Wosskow also currently sits on the Mayor of London's Business Advisory Board.

== Championing midlife women and The Better Menopause ==
Following a health scare in July 2022, which saw Wosskow hospitalised and treated with eight months of antibiotics, she was told by doctors that she had also entered perimenopause. After being medically advised to take probiotics, she was unable to find anything on the market to repair both her gut microbiome and balance fluctuating hormones. After extensive research, she teamed up with AllBright business partner Anna Jones again to form The Better Menopause. With a team including Dr Shahzadi Harper as resident doctor and Nutritional Therapist Joanna Lyall the business launched science-driven supplements Better Gut, a probiotic for women in perimenopause and menopause, followed by Better Night for insomnia, anxiety and sleep disturbance.

== Podcast ==
Wosskow launched Grit & Grace with Debbie Wosskow in January 2024 as a movement to change the narrative around midlife; interviewing celebrity guests and experts to challenge the stigma around women during this stage of life, by celebrating wisdom, humour, resilience and reinventions.

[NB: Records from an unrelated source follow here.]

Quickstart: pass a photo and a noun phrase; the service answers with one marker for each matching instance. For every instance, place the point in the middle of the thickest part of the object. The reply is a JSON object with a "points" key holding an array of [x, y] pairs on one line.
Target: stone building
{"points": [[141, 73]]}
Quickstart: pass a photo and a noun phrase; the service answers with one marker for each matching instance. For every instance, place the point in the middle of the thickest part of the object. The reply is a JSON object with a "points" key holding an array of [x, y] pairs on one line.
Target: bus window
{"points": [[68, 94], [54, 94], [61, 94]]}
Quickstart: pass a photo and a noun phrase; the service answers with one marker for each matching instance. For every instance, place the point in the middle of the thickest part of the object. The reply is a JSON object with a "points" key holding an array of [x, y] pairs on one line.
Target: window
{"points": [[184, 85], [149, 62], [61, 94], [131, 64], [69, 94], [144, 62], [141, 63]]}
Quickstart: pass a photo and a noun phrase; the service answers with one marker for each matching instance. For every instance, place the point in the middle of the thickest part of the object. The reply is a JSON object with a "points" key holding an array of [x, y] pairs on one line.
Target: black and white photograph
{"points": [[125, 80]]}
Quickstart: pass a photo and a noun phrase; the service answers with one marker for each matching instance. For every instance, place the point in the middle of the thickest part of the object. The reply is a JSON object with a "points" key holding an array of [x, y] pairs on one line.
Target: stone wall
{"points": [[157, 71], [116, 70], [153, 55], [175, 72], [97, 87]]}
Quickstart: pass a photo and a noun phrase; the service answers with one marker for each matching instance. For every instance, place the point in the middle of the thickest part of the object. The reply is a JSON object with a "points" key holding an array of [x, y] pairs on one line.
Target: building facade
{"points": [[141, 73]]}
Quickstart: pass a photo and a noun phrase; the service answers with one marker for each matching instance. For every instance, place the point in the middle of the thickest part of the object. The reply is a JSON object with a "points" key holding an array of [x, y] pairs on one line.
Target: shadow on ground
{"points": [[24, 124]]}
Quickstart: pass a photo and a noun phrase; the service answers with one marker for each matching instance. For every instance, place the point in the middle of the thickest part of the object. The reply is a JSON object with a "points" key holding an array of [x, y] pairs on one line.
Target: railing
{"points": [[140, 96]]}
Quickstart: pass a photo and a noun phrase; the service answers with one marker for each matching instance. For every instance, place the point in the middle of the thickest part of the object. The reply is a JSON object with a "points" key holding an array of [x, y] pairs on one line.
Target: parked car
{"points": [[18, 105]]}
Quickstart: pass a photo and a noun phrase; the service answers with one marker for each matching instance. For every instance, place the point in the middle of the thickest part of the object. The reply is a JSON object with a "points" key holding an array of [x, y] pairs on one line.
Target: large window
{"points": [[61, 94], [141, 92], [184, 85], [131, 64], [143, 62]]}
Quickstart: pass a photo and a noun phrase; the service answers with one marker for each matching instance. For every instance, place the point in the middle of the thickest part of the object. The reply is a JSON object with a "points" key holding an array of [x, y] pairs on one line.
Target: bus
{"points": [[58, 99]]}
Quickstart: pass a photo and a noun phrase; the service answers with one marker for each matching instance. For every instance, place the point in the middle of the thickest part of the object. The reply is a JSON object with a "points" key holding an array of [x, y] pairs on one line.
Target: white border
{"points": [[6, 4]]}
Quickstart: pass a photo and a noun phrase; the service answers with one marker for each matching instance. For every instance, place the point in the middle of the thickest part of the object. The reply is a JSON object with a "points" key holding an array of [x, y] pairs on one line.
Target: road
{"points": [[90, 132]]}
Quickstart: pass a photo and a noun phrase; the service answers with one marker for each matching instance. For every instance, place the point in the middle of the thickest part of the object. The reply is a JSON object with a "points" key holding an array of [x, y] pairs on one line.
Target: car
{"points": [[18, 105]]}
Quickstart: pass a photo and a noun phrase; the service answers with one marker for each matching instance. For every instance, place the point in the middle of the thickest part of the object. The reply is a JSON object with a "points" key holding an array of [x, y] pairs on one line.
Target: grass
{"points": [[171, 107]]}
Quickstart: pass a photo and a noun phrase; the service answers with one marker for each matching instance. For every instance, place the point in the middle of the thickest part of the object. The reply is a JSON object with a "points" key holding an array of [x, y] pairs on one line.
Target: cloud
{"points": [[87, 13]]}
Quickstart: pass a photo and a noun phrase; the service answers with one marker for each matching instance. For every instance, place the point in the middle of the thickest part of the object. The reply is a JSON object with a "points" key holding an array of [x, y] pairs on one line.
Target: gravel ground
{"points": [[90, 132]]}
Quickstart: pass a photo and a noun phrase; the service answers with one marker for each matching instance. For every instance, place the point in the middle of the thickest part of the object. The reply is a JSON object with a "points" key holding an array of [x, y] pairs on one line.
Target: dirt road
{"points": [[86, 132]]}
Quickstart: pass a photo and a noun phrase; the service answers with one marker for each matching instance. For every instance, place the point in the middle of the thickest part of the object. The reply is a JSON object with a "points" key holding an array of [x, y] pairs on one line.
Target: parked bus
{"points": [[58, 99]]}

== Invest In Women Taskforce ==
Wosskow is co-chair of The Invest in Women Taskforce, alongside Hannah Bernard, head of business banking at Barclays. Taskforce is an industry-led, government backed initiative with a mission to make the UK the best place in the world to be a female entrepreneur.

Wosskow was instrumental in leading Taskforce to exceed its initial ambitious goal of creating one of the world’s largest investment pools of £250m for female-led and mixed businesses. Backed by Chancellor Rachel Reeves in its mission to unlock future economic growth: if women started and scaled businesses at the same rate as men, it would deliver a potential £250 billion boost to the UK economy.

The Invest in Women Taskforce investment pool will be deployed via female investment decision-makers across the UK, recognising that female investors are twice as likely to invest in female-led and mixed businesses, breaking down the systemic barriers faced by women entrepreneurs and investors alike.

== Advisory, trustee and board positions ==
Wosskow has been a Non Executive Director for broadcaster Channel 4 since December 2023. She is a Senior Advisor at management consultancy McKinsey & Company. Wosskow is Board Trustee and Chair of Development Board at The Women's Prize for Fiction.